Recensione Heartstopper (volume 4) di Alice Oseman

Heartstopper (volume 4)

Charlie vuole confessare il suo amore a Nick, Nick invece è tremendamente preoccupato per la salute mentale di Charlie. Come possono due ragazzi affrontare il lato più difficile della vita? Basterà l’amore che provano l’uno per l’altro a sistemare le cose?

Attenzione questo libro è stato offerto da Mondadori.

Quanto fanno male questi volumi! Anche il quarto non è da meno, non si può fare altro che rendersi conto di quanto ogni singolo passo di Nick,Charlie e tutta la combriccola di amici racconti le nostre storie, vissute magari con sfumature diverse, ma che abbiamo provato sulla nostra pelle. Vedere che c’è una speranza per affrontare la propria adolescenza in maniera da non doverne pagare le conseguenze nel quotidiano da adulti  è una splendida morale. Come anche l’importante messaggio legato al supporto psicologico e al fatto che, curare disturbi alimentari e del comportamento, è sì possibile ma è anche un processo lungo fatto di  tanti momenti bui che porteranno a un nuovo giorno felice.

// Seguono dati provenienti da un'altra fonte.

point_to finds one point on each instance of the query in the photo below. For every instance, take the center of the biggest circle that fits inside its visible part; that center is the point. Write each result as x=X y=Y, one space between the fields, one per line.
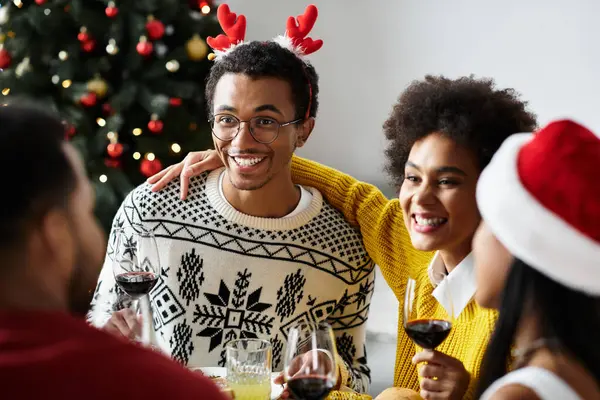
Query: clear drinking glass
x=136 y=267
x=249 y=364
x=310 y=369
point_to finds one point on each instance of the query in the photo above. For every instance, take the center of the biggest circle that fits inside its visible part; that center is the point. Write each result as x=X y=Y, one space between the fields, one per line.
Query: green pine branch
x=51 y=65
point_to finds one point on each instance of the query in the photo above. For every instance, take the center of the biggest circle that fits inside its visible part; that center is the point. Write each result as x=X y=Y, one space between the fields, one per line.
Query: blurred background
x=111 y=87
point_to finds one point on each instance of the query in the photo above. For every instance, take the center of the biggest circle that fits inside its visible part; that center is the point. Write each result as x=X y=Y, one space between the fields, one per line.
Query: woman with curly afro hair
x=441 y=134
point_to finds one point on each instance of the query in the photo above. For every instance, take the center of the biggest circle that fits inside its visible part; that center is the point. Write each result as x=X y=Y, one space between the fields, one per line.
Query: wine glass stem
x=144 y=310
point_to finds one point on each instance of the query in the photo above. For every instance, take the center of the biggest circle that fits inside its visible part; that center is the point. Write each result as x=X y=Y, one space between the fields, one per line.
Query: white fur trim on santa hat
x=531 y=232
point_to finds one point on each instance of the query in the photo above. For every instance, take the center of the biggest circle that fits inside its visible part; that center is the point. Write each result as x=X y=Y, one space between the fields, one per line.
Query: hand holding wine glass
x=310 y=368
x=426 y=331
x=441 y=375
x=136 y=266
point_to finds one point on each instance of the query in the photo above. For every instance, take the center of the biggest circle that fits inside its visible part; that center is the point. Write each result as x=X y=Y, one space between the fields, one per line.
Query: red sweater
x=47 y=355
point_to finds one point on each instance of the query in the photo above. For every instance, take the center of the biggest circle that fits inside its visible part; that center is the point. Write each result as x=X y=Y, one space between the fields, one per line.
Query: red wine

Forse il dettaglio più importante che ha dato quasi un sentore di italianità è stato vedere quando, ammesso il bisogno di aiuto medico, la possibilità di avere una visita fosse rimandata di parecchi mesi, perché non neghiamolo, ci sono servizi che non sono accessibili subito, e spesso questa mancanza di aiuto peggiora solo le cose.

Spero che nelle nostre scuole questa serie venga fatta leggere, che sia fatta conoscere ai genitori. Queste storie sono in grado di salvare vite e di migliorare quelle che rischiano di deragliare da un momento all’altro.

Inutile dire che aspetto il prossimo volume con ansia e spero che la serie continui per molto, molto tempo.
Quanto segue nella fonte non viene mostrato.